Generative AI is very powerful. We started out with a single implemented C function, and voilà, with an okay prompt, we got a test environment, bugs, fixes and test cases. Notice the "okay" in the previous sentence. We could have spent some time fine-tuning the prompt to get even better results.

The examined code was very basic. Even with its simplicity, it demonstrated the power of LLMs and their semantic understanding. Naturally, there are many paths you can take from here. Here are a few examples.

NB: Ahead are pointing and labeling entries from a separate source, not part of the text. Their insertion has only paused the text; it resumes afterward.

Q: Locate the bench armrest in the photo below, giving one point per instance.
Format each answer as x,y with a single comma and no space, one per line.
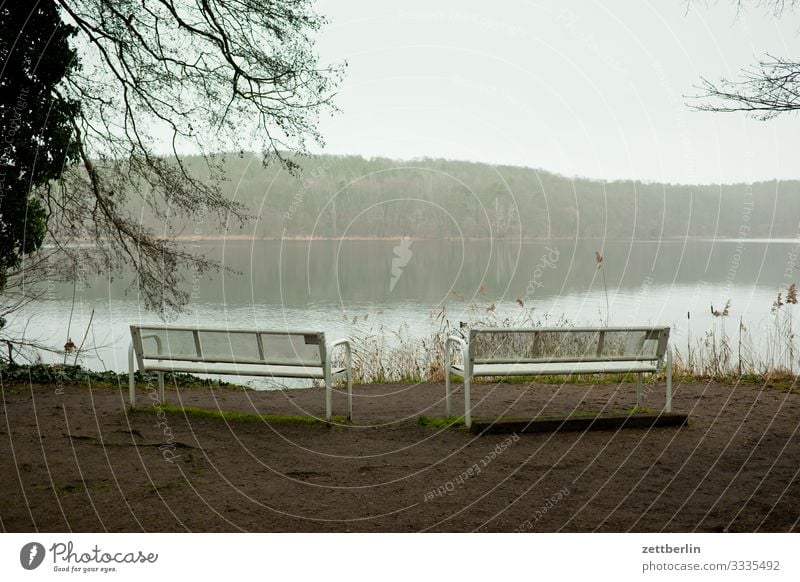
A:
348,353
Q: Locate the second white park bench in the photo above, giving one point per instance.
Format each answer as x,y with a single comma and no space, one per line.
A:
558,351
238,352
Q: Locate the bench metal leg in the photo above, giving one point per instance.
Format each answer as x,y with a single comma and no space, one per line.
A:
467,403
668,407
131,379
162,398
639,390
349,395
328,396
447,392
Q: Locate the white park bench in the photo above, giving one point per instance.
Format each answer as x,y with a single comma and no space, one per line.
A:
558,351
238,352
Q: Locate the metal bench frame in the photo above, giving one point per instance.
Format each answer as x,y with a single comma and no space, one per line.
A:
317,369
552,365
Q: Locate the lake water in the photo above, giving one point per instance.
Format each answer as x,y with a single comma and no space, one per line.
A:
391,284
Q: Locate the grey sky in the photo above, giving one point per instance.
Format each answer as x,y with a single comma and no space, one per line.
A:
579,88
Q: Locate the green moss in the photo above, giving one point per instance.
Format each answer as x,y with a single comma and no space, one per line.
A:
232,416
442,421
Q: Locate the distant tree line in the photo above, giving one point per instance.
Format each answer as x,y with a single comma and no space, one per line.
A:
349,196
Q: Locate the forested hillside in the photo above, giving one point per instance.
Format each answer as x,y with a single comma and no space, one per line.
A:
349,196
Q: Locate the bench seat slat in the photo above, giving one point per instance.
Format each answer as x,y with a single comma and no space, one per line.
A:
557,368
241,370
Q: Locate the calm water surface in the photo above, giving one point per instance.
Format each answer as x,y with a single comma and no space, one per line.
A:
389,285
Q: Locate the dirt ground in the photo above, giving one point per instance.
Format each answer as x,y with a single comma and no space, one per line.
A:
73,459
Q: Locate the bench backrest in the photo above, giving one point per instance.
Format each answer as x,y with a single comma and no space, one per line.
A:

By providing a textual description (or requirements) about the aim of the code, LLMs are able to create better and more exhaustive test cases.
Asking for enhanced summary report generation in the test environment, or asking for a summary table in json, csv, etc.
Technical parts can be tailored by changing the programming language to be used to generate the test environment or the underlying OS on which the tests are running.
LLMs can be asked to focus on detailed test case generation, or asking for varied input vectors, etc.

On the other hand, we should never forget to verify the answers of LLMs. It may contain mistakes and incomplete parts, just as we have seen in the edge case generation above. LLMs are great tools, but for now, they need supervision for certain tasks. That's probably going away, but no one knows when. And remember, a year ago most AI experts thought today would only happen in 5-10 years.

Appendix

The following prompt template was provided for GPT-4.

You are a world-class software engineer and tester.
Given the C code: 
{{code}}
1. Go and do a detailed inspection of the code and identify semantic issues or security vulnerabilities in the code. Explain the bugs. Respond with a numbered list.
2. Provide the fixed C code that addresses the problematic points. The name of the function shall be the original name with '_fixed' postfix.
3. Create a C test environment with the following requirements.
- It shall contain test cases to verify normal behavior.
- It shall contain test cases for edge cases which point to the weaknesses of the original code. It means for these test cases original code shall fail, meanwhile corrected code shall pass.
- It shall contain both original and fixed functions so that it can be immediately compiled and run.